Cell Phone Use While Driving Accident Statistics
Cell phone use while driving is a serious form of distracted driving that causes thousands of motor vehicle accidents. What makes cell phone use while driving so dangerous is that it involves all three forms of distracted driving: visual, manual and cognitive. Based on information gathered by the National Highway Traffic Safety Administration (NHTSA), almost 25 percent of motorists talk on their cell phone while driving. Of the 5,474 individuals killed in distracted driving-related accidents nationwide in 2009, 995 involved reports of cell phone use as a distraction, which amounts to 18 percent of distracted driving-related accident deaths. Of the additional 448,000 individuals injured in accidents that were reported to have involved distracted driving during this same year, 24,000 involved reports of a cell phone as a distraction, which amounts to 5 percent of injured individuals in distracted driving-related accidents.

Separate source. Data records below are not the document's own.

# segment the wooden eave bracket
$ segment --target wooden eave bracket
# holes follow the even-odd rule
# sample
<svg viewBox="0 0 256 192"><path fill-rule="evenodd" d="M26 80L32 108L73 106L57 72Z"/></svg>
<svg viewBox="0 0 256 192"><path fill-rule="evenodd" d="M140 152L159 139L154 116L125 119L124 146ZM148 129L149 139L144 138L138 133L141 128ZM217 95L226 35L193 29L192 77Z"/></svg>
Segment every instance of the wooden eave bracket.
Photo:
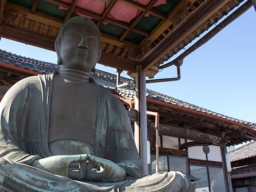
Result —
<svg viewBox="0 0 256 192"><path fill-rule="evenodd" d="M205 0L140 61L142 70L145 71L157 63L229 1L229 0Z"/></svg>

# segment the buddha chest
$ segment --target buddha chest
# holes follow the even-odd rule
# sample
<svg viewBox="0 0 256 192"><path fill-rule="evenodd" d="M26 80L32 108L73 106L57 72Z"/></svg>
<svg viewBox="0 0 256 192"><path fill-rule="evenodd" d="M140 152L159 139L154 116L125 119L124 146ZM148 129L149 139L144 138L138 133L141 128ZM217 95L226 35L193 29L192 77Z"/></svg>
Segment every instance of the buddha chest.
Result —
<svg viewBox="0 0 256 192"><path fill-rule="evenodd" d="M94 153L96 88L91 83L56 75L49 115L49 143L54 155Z"/></svg>

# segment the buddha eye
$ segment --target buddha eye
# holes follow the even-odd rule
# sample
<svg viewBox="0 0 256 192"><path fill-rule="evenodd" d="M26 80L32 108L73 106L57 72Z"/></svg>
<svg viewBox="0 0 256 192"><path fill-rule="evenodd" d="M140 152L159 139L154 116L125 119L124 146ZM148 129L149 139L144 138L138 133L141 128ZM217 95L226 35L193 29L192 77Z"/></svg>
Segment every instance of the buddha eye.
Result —
<svg viewBox="0 0 256 192"><path fill-rule="evenodd" d="M80 38L80 36L75 34L72 34L67 36L68 38Z"/></svg>

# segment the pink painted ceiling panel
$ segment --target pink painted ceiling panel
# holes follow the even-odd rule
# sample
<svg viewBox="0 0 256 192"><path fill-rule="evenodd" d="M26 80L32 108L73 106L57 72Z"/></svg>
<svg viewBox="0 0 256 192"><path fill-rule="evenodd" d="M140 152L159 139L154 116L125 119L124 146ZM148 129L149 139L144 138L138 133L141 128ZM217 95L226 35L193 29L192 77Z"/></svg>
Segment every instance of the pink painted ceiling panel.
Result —
<svg viewBox="0 0 256 192"><path fill-rule="evenodd" d="M72 0L61 0L69 3L71 3L72 1ZM150 0L133 0L145 5L147 5L150 1ZM76 5L88 11L101 15L109 5L109 0L103 1L99 0L78 0ZM158 0L154 5L154 6L155 7L161 4L166 4L166 3L165 0ZM67 9L61 6L59 6L59 8L60 9ZM141 12L141 11L138 9L124 3L117 2L107 17L114 19L129 22L131 19L138 16ZM79 16L85 16L88 18L92 18L91 17L80 13L76 12L76 13ZM146 17L149 17L149 16L148 14L145 15Z"/></svg>

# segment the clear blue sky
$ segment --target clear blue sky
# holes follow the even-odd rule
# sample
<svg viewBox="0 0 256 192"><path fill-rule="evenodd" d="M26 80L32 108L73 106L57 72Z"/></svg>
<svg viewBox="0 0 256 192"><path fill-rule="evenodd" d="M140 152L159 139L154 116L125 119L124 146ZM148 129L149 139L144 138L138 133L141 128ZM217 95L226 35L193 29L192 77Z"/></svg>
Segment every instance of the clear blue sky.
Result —
<svg viewBox="0 0 256 192"><path fill-rule="evenodd" d="M224 115L256 122L256 12L251 8L184 59L180 81L147 84L147 87ZM0 41L0 49L54 63L57 60L55 52L4 38ZM96 68L114 73L112 68L101 65ZM174 77L175 73L175 68L171 67L155 78Z"/></svg>

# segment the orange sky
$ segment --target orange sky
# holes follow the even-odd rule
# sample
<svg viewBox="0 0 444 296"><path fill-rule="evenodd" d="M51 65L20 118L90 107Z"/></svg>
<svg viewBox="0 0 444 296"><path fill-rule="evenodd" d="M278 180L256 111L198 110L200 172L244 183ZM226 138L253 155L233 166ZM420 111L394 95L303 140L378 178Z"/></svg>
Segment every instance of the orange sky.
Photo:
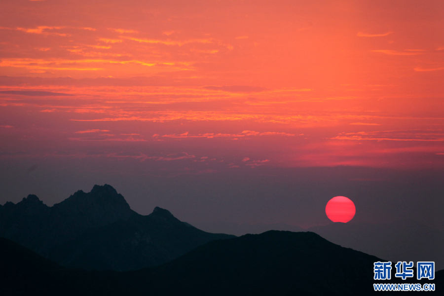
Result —
<svg viewBox="0 0 444 296"><path fill-rule="evenodd" d="M0 11L2 157L444 167L442 1L4 0Z"/></svg>

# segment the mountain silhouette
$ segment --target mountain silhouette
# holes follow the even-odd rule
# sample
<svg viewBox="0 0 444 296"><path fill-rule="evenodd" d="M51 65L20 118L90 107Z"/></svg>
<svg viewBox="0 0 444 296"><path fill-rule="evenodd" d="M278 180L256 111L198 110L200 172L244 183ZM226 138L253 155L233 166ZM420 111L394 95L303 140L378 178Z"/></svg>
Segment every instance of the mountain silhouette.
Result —
<svg viewBox="0 0 444 296"><path fill-rule="evenodd" d="M107 185L50 207L33 195L7 202L0 207L0 236L66 267L114 270L158 265L210 241L234 237L200 230L158 207L141 215Z"/></svg>
<svg viewBox="0 0 444 296"><path fill-rule="evenodd" d="M125 272L64 268L5 238L0 238L0 294L5 296L399 294L373 290L381 283L373 279L373 263L383 260L313 232L270 231L215 240L165 264ZM434 283L436 291L427 295L443 295L444 270L430 281L402 281L393 274L384 282Z"/></svg>

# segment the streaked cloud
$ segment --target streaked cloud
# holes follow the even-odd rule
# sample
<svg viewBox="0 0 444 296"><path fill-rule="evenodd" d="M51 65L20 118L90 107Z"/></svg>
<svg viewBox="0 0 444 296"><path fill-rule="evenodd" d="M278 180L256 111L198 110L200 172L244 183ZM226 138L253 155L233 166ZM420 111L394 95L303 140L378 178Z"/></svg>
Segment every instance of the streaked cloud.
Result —
<svg viewBox="0 0 444 296"><path fill-rule="evenodd" d="M267 90L265 87L260 86L249 86L247 85L224 85L223 86L204 86L205 89L211 90L222 90L230 92L259 92Z"/></svg>
<svg viewBox="0 0 444 296"><path fill-rule="evenodd" d="M124 33L138 33L139 32L134 30L125 30L124 29L113 29L112 28L108 28L108 30L113 31L115 32L123 34Z"/></svg>
<svg viewBox="0 0 444 296"><path fill-rule="evenodd" d="M99 132L109 132L108 130L87 130L86 131L78 131L75 132L76 134L86 134L88 133L98 133Z"/></svg>
<svg viewBox="0 0 444 296"><path fill-rule="evenodd" d="M430 72L431 71L439 71L440 70L444 70L444 67L436 68L422 68L421 67L416 67L414 69L415 71L417 72Z"/></svg>
<svg viewBox="0 0 444 296"><path fill-rule="evenodd" d="M380 52L384 54L390 55L417 55L422 54L422 52L417 51L399 51L398 50L391 50L389 49L378 49L377 50L370 50L373 52Z"/></svg>
<svg viewBox="0 0 444 296"><path fill-rule="evenodd" d="M352 122L349 123L351 125L380 125L378 123L368 123L365 122Z"/></svg>
<svg viewBox="0 0 444 296"><path fill-rule="evenodd" d="M388 36L393 33L393 32L389 32L386 33L382 33L380 34L369 34L367 33L364 33L363 32L359 32L357 34L356 34L356 36L360 37L382 37L383 36Z"/></svg>
<svg viewBox="0 0 444 296"><path fill-rule="evenodd" d="M75 95L39 90L0 90L0 94L16 95L29 97L71 97Z"/></svg>

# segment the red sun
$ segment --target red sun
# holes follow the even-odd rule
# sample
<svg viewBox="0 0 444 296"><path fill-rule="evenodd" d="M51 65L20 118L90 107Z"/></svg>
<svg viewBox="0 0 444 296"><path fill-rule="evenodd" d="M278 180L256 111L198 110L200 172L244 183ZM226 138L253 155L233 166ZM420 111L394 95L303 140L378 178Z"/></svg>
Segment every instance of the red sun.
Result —
<svg viewBox="0 0 444 296"><path fill-rule="evenodd" d="M353 219L356 212L355 204L345 196L333 197L325 207L325 213L333 222L347 223Z"/></svg>

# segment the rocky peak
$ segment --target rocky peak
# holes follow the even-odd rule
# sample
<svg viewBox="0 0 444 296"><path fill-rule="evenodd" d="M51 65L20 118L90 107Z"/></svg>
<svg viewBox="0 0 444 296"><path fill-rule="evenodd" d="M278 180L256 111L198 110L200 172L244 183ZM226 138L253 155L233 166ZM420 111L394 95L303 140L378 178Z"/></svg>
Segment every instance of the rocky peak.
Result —
<svg viewBox="0 0 444 296"><path fill-rule="evenodd" d="M168 210L165 210L165 209L159 208L159 207L156 207L155 208L154 208L154 210L152 211L152 213L151 213L150 215L154 216L161 216L165 218L174 218L174 216L173 216L173 214L171 214L169 211L168 211Z"/></svg>
<svg viewBox="0 0 444 296"><path fill-rule="evenodd" d="M102 226L126 220L134 213L123 196L107 184L95 185L88 193L78 190L55 204L52 211L59 217L83 223L85 227Z"/></svg>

According to the Insurance Institute for Highway Safety (IIHS), a driver who is using a hand-held cell phone is four times more likely to cause injuries in a motor vehicle accident than a driver who is not using a hand-held device of any kind. Moreover, a University of Utah study determined that motorists using any type of cell phone while operating a motor vehicle, whether it is hand-held or hands-free, demonstrated the same delayed reaction times when driving as motorists with a blood alcohol concentration of 0.08 percent, which is the legal limit for drinking and driving.
Cell Phone Motor Vehicle Crash Consequences
It only takes a second for a driver to become distracted from reading or sending a text message as well as answering or making a phone call for a serious crash to take place. The Centers for Disease Control and Prevention (CDC) emphasizes that motor vehicle accidents are the leading cause of death among individuals aged 5-34 and were responsible for over 2.3 million adult drivers and passengers being treated in emergency departments in 2009. Unfortunately, the risks of a motor vehicle accident occurring are high enough without cell phone use factored in, and sadly, there is only so much that even the most experienced driver can do to avoid an accident caused by a driver using a cell phone.

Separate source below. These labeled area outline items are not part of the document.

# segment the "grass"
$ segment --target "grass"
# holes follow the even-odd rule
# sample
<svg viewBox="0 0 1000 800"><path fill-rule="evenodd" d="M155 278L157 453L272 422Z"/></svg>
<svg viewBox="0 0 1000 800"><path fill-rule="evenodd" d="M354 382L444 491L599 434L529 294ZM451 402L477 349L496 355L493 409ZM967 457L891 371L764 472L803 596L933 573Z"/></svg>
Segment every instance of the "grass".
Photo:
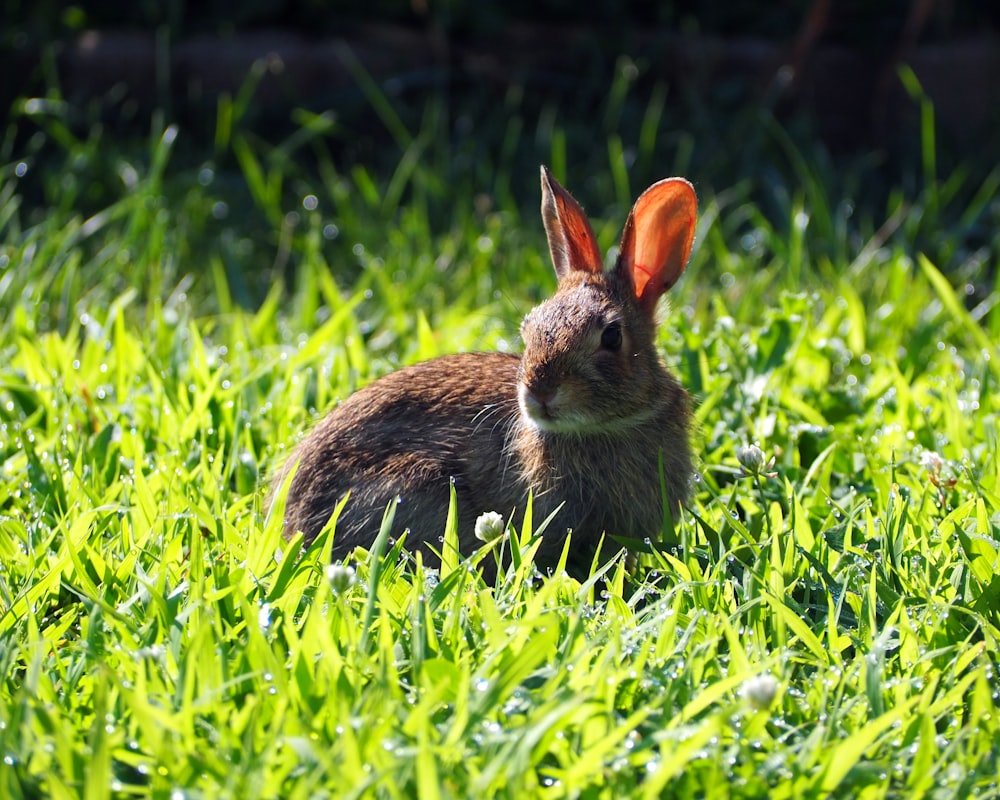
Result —
<svg viewBox="0 0 1000 800"><path fill-rule="evenodd" d="M331 569L263 507L358 385L517 348L553 280L514 168L578 163L566 128L511 117L496 173L461 178L475 142L440 144L433 101L418 125L379 106L383 171L315 117L268 145L238 102L209 158L25 109L0 187L0 793L1000 795L1000 173L925 162L862 213L838 187L867 168L777 128L764 167L684 135L665 160L662 98L630 117L624 80L607 152L561 177L607 247L642 169L698 185L661 338L701 477L636 572L584 584L536 579L530 515L488 586L385 537ZM638 175L608 166L630 141ZM741 171L779 162L763 195ZM748 473L754 443L773 464Z"/></svg>

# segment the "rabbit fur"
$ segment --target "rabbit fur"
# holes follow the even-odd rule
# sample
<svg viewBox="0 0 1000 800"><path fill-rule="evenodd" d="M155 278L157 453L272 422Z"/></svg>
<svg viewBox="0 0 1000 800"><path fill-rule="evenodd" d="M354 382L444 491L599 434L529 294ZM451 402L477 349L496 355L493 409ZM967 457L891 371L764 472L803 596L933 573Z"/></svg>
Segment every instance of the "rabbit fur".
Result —
<svg viewBox="0 0 1000 800"><path fill-rule="evenodd" d="M586 575L601 536L657 537L662 459L671 513L692 476L690 403L656 350L656 305L680 277L694 239L697 200L680 178L636 201L618 260L603 269L583 210L542 167L542 218L558 289L521 325L523 355L450 355L401 369L355 392L301 442L279 471L287 480L285 535L306 546L336 522L333 556L370 547L398 498L394 534L436 560L450 482L459 549L481 543L476 516L558 510L536 563ZM617 547L605 548L609 553Z"/></svg>

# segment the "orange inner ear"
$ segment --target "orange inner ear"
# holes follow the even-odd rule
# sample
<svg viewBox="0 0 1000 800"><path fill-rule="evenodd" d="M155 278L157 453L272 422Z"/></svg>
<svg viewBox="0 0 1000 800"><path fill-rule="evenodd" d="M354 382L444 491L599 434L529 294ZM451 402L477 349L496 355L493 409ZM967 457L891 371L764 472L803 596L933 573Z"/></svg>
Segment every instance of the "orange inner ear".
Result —
<svg viewBox="0 0 1000 800"><path fill-rule="evenodd" d="M601 251L587 215L545 167L542 167L542 222L560 279L571 271L602 271Z"/></svg>
<svg viewBox="0 0 1000 800"><path fill-rule="evenodd" d="M681 178L653 184L636 200L621 249L642 305L655 305L684 272L697 216L694 189Z"/></svg>

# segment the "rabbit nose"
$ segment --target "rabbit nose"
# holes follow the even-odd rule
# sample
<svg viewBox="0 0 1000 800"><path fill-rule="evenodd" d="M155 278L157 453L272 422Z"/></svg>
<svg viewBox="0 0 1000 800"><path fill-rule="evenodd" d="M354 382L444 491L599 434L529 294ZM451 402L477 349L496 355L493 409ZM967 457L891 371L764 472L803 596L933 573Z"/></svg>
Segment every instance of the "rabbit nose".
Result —
<svg viewBox="0 0 1000 800"><path fill-rule="evenodd" d="M535 369L524 376L524 388L539 403L545 405L556 395L558 382L546 369Z"/></svg>

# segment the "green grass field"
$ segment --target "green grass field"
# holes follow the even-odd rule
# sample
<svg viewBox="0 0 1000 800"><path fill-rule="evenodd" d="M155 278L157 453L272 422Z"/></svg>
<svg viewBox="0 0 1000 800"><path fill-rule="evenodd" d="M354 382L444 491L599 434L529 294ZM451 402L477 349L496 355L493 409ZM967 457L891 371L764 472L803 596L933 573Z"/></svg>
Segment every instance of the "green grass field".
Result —
<svg viewBox="0 0 1000 800"><path fill-rule="evenodd" d="M586 160L551 120L481 163L433 104L382 108L389 169L337 166L305 115L268 144L223 108L191 158L21 109L0 795L1000 796L1000 170L939 175L931 137L855 212L863 167L772 127L761 184L617 97ZM398 365L518 348L554 288L543 160L609 248L649 180L699 191L661 336L698 401L690 507L582 585L536 579L530 515L496 585L384 540L300 554L265 497L310 424Z"/></svg>

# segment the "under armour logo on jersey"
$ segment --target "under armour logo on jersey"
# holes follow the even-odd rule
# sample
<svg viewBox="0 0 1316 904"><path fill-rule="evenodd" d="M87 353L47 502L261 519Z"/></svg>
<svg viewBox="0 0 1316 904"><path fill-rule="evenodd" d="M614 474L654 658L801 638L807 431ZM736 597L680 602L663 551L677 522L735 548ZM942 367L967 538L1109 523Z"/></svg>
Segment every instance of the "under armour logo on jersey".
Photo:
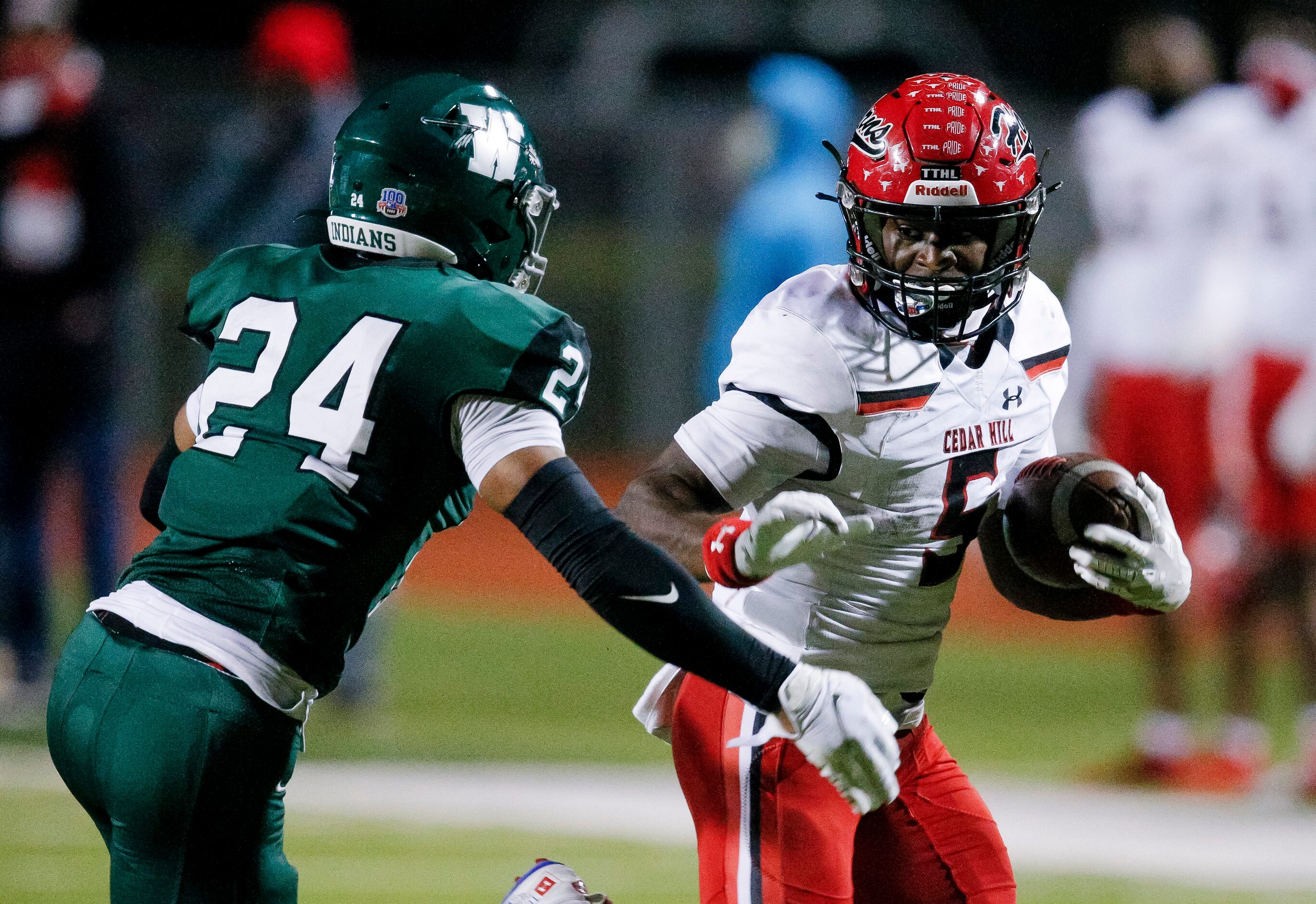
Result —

Holding Negligent Drivers Accountable
People who suffer injury and the family members of those killed in motor vehicle accidents caused by a cell phone distracted driver have legal rights and possible options for holding negligent parties accountable. The Southfield distracted driving car accident lawyers at Lipton Law may be able to help you and your family obtain compensation for pain and suffering, wages lost, medical costs, and other losses and damages. To learn more about how we can protect your legal rights and ensure that you receive the compensation you deserve, contact us today. Call 800-CAR-CRASH for a free consultation.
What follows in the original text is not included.